Many diagnosed in their adolescence or adulthood can have a normal life expectancy.

Pohamara had six children - now aged 22, 20, 18, 15, 7 and 6 - before she became pregnant with Katana.

She said the pregnancy was different from her previous ones - she didn’t feel her unborn baby moving as often as she had felt her others.

Mum Angelica Poharama with her daughter Katana Morunga. Photo / Supplied
Mum Angelica Poharama with her daughter Katana Morunga. Photo / Supplied

Born three weeks premature in 2024, there were initially no alarm bells about Katana.

But at 5 months old, doctors noticed hypertonia – increased muscle tone, causing her muscles to be stiff and resistant to movement, caused by damage to the brain or spinal cord.

Blood tests and genetic testing led to the diagnosis of the rare hereditary mutated gene condition.

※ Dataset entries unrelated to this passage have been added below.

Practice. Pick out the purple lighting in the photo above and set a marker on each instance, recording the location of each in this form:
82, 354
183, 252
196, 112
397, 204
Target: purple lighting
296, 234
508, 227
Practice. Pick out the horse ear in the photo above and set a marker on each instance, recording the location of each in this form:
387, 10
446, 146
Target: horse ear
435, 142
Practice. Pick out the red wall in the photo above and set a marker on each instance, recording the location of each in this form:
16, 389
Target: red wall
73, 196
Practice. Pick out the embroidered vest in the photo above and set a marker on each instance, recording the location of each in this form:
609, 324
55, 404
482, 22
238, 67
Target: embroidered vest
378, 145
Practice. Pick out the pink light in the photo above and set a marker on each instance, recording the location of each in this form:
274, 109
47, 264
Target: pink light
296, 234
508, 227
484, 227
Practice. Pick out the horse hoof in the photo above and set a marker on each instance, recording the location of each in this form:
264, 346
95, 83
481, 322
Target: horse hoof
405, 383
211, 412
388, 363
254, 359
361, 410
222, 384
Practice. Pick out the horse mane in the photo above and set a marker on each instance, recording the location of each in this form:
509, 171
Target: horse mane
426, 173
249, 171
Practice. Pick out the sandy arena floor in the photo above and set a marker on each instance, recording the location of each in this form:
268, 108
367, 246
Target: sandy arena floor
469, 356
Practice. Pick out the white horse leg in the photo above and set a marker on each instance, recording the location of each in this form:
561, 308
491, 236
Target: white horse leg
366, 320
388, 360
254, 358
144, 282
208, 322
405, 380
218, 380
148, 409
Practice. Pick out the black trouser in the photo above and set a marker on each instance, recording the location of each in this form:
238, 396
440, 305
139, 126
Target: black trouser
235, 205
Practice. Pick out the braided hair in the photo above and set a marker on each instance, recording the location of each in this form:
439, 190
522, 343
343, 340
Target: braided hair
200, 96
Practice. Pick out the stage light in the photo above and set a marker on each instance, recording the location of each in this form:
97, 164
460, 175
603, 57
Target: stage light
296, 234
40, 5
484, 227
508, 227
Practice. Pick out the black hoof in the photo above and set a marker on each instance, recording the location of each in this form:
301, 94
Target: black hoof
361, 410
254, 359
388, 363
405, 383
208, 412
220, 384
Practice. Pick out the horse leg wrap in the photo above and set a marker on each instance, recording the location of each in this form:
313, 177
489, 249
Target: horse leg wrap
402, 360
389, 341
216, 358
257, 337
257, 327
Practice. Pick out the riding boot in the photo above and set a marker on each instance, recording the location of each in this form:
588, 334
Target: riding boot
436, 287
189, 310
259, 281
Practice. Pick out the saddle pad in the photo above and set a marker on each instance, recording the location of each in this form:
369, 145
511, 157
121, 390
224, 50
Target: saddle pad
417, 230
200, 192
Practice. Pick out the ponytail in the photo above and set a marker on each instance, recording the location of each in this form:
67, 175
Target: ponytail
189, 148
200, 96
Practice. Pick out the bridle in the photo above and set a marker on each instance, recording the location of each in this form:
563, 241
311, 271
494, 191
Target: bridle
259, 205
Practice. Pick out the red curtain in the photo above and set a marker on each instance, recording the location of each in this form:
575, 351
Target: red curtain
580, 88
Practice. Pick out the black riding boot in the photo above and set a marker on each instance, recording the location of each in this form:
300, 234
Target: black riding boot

Symptoms include muscle weakness, facial and eye muscle weakness (ptosis) and potential respiratory problems.

An ultra-rare genetic disorder has seen baby Katana Morunga hospitalised 30 times. Photo / Supplied
An ultra-rare genetic disorder has seen baby Katana Morunga hospitalised 30 times. Photo / Supplied

Pohamara - who has whakapapa to Hokianga and Ngāi Tahu - said Katana’s diagnosis was devastating.

“I was blessed to have another girl after five boys and my older girl and for her to be our special baby.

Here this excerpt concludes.